The enzyme activity unit (U) is defined as: the amount of enzyme required per minute to produce 1. Mu. Mole of (S) -o-chlorophenylglycine at 40℃and pH9.0 was defined as one enzyme activity unit, U. Specific enzyme activity is defined as the number of units of activity, U/mg, per milligram of enzyme protein.
The enzyme activity determination method comprises the following steps: the mixed thallus is taken as a catalyst, o-chlorobenzoyl formic acid is taken as a substrate, glucose is taken as an auxiliary substrate, and a small amount of exogenous NAD is added + A coenzyme circulation system was established using a 100mM Tris-HCl buffer solution at pH9.0 as a reaction medium. The reaction system is 1mL, the catalyst dosage is 3g/L based on the total dry weight of the mixed bacteria, the final concentration of the substrate is 20mM, the final concentration of glucose is 24mM, the final concentration of ammonium sulfate is 30mM, and NAD is calculated + The final concentration was 0.2mM, pH9.0, 100mM Tris-HCl buffer was used as a reaction medium to construct a transformation system, and the reaction was stopped with 6.0M HCl at 40℃and 600rpm for 10min. The sample is diluted by 20 times by centrifugation (12,000 rpm, 1 min) and ultrapure water, and after passing through a microfiltration membrane of 0.22 mu m, the filtrate is taken to detect the peak area of o-chlorobenzoic acid and (S) -o-chlorobenzoic acid and glycine by HPLC, and the content of the o-chlorobenzoic acid and the (S) -o-chlorobenzoic acid is obtained according to a corresponding standard curve.

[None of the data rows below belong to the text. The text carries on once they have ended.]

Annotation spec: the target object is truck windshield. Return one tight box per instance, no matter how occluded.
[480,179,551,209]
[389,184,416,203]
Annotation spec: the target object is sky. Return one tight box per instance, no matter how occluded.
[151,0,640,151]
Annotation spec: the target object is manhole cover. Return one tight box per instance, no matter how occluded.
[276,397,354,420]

O-chlorobenzoic acid standard curve equation: y=28.054x+0.8675 (R 2 =0.999)。
(S) -o-chlorophenylglycine standard curve equation: y=44.89x+4.1074 (R 2 =0.999)
Enzyme activity calculation formula:
wherein, [ S ], concentration of product (S) -o-chlorophenylglycine, μmol/mL; v, total reaction volume, mL; t, reaction time, min; [E] concentration of enzyme protein, mg/mL.

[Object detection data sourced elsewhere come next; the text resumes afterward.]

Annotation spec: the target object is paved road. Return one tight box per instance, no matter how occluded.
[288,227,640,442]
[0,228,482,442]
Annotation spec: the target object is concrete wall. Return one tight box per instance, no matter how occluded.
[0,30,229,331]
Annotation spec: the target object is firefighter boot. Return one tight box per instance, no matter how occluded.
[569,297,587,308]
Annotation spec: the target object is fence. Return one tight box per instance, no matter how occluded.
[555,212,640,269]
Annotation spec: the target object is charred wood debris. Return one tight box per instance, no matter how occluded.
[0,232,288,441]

HPLC detection conditions: chromatographic columnCrownpack CR (+) (0.4X115 cm,5 μm), 10mM perchloric acid aqueous solution (pH=2.0) as mobile phase, 0.6mL/min flow rate, 220nm ultraviolet detection wavelength, 10. Mu.L sample injection amount, and 25℃column temperature. The retention time of the elution peak of the o-chlorobenzoic acid and the (S) -o-chlorobenzoic glycine is 15min and 10min respectively.

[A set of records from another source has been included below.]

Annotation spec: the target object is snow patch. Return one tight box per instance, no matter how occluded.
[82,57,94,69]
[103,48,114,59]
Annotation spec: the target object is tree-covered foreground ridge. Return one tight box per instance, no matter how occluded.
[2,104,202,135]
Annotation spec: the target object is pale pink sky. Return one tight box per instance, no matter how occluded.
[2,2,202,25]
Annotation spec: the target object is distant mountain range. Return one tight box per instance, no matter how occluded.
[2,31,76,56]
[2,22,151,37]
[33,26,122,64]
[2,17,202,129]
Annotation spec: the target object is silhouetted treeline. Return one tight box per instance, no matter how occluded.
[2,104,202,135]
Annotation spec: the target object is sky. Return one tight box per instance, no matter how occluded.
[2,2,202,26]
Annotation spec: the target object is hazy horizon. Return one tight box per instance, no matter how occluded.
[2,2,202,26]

2. Enzyme activity determination of starting strain
According to the enzyme activity measuring method in the step 1, the enzyme activity of the original strain E.coli BL21 (DE 3)/pET 28a (+) -esleudh wet bacterial strain is measured under the conditions of 40 ℃ and pH7.0 PB buffer, and the enzyme activity is 8U/mg.
Example 4: construction and screening of leucine dehydrogenase site-directed saturation mutation library
1. Site-directed saturation mutation of leucine dehydrogenase
The preparation of the leucine dehydrogenase mutant library is realized through 1 round of site-directed saturation mutation, the primer design is shown in table 2, the carrier pET28a (+) -EsLeuDH in E.coli BL21 (DE 3)/pET 28a (+) -EsLeuDH is used as a template, phe362-F and Phe362-R in table 2 are used as primers, site-directed saturation mutation PCR reaction is carried out, and the 362 th phenylalanine of the amino acid sequence of the leucine dehydrogenase EsLeuDH shown in SEQ ID No.2 is mutated into the rest 19 amino acids.
TABLE 2 Leu dehydrogenase site-directed saturation mutagenesis primer design
Note that: n in Table 2 represents A, T, G, C; s represents G, C.
PCR reaction System (50. Mu.L): 1. Mu.L of forward primer (100. Mu.M), 1. Mu.L of reverse primer (100. Mu.M), 25. Mu.L of 2 XPhanta buffer, 1. Mu.L of dNTP mix (10 mM each), 1. Mu.L of plasmid template, 1. Mu.L of LDNA polymerase and 21. Mu.L of ultrapure water. The PCR procedure set up according to the Phanta Super-Fidelity DNA polymerase manual was as follows: pre-denaturation at 95℃for 5min, followed by 30 cycles (denaturation at 95℃for 15s, annealing at 55℃for 15s, extension at 72℃for 7 s), final extension at 72℃for 10min, incubation at 16 ℃.
The recombinant plasmid obtained by the PCR reaction was transferred into competent cells of E.coli BL21 (DE 3) and the clones were cultured at 37℃for 12h. Positive clones were then picked up and transferred to 10mL of LB liquid medium containing 50. Mu.g/mL kanamycin, cultured at 37℃for 10 hours at 180rpm, and the culture broth centrifuged at 8000rpm for 10 minutes to collect the wet mutant cells.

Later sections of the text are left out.